SHERIDAN — Dozens of students at both Sheridan High School and Sheridan Junior High School got up out of their chairs Friday and walked out of school, joining the scores of students across the country who protested mask requirements during the National School Walkout.
SHS Senior Christian Meza joined a handful of his friends and fellow high-schoolers in walking out of class at 10 a.m., then standing outside the school’s front entrance before finally going home.
“I just feel like our country is falling apart,” Meza said. “We’re supposed to be free.”
Meza said he not only participated in the National School Walkout to protest the masking requirement approved Aug. 30, just a day before the start of the 2021-22 school year, by the Sheridan County School District 2 Board of Trustees, but also the announcement of stricter national mandates by President Joe Biden.
“Our president isn’t allowing (personal freedoms) anymore,” he added. “Masks should be optional. Vaccines should be optional.”

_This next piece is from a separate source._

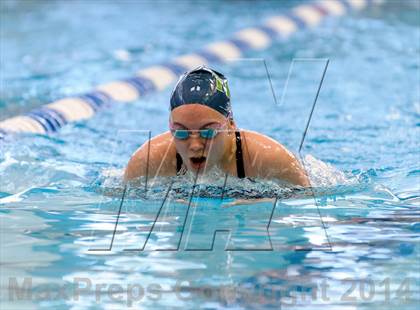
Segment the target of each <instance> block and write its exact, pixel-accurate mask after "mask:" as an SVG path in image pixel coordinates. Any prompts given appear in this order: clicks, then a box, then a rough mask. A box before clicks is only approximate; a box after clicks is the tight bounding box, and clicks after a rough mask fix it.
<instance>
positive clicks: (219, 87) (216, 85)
mask: <svg viewBox="0 0 420 310" xmlns="http://www.w3.org/2000/svg"><path fill="white" fill-rule="evenodd" d="M215 77H216V89H217V90H218V91H220V92H222V93H224V94H225V95H226V96H227V97H228V98H230V91H229V87H228V85H227V81H226V80H222V79H221V78H219V77H218V76H215Z"/></svg>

Talon Kugler, also a member of the school's senior class, said he believes masking requirements stand in opposition to the country’s founding principles.
“America was founded on individual liberties,” Kugler said. “Right now, though, that’s not where we are.”
At same time, Kugler said he has no issue with other students making the decision to wear masks.
“I don’t want to wear a mask,” he said. “If they want to wear one, go for it.”
“There’s no judgment here about whether to wear one or not,” added senior Justin Longhurst. “This is a free country. It’s supposed to be a place where you can choose.”
Skyler Mayo, a junior at SHS, said he finds it difficult at times to wear a mask.
“When we started wearing masks, I couldn’t deal with it,” Mayo said. “It’s extremely difficult to breathe.”
Some of the student protestors had the chance to talk with SCSD2 Superintendent Scott Stults, as he walked out of the high school. The conversion included Stults asking the students if they could have found a different way of making their concerns known, rather than by missing class.
“There are different ways,” Longhurst said. “But sometimes actions speak louder than words.”
Stults told the students he appreciated their efforts to keep the protest respectful and for not disrupting others. However, he said the relatively small number of students who participated in the walkout was also a telling measure of the efforts of other students who look to stay healthy and stay in school.
“These kids are resilient,” he said. “They know what they have to do to stay in school. That’s what this is really all about.”
SHS and SJHS were not joined in the walkout by their fellow students at Big Horn or Tongue River, with those schools not holding classes Friday.
Arvada-Clearmont K-12 School, which normally does not hold classes on Fridays, was in session due to having Monday off for the Labor Day holiday. Yet, rather than join in on the national walkout, the school’s student council hosted its annual 9/11 Patriot Day Ceremony.
The event included a performance by the Arvada-Clearmont band, the history behind the ceremony and the attacks on Sept. 11, 2001, by student council president Tamica Smith and vice president Dellana Michelena, and a flag raising assisted by SFC Jeffrey Blascyk from the Wyoming National Guard.
“Afterwards, all students and staff greeted Blascyk and thanked him for his service,” said Loyce Ellingrod, counselor and student council advisor.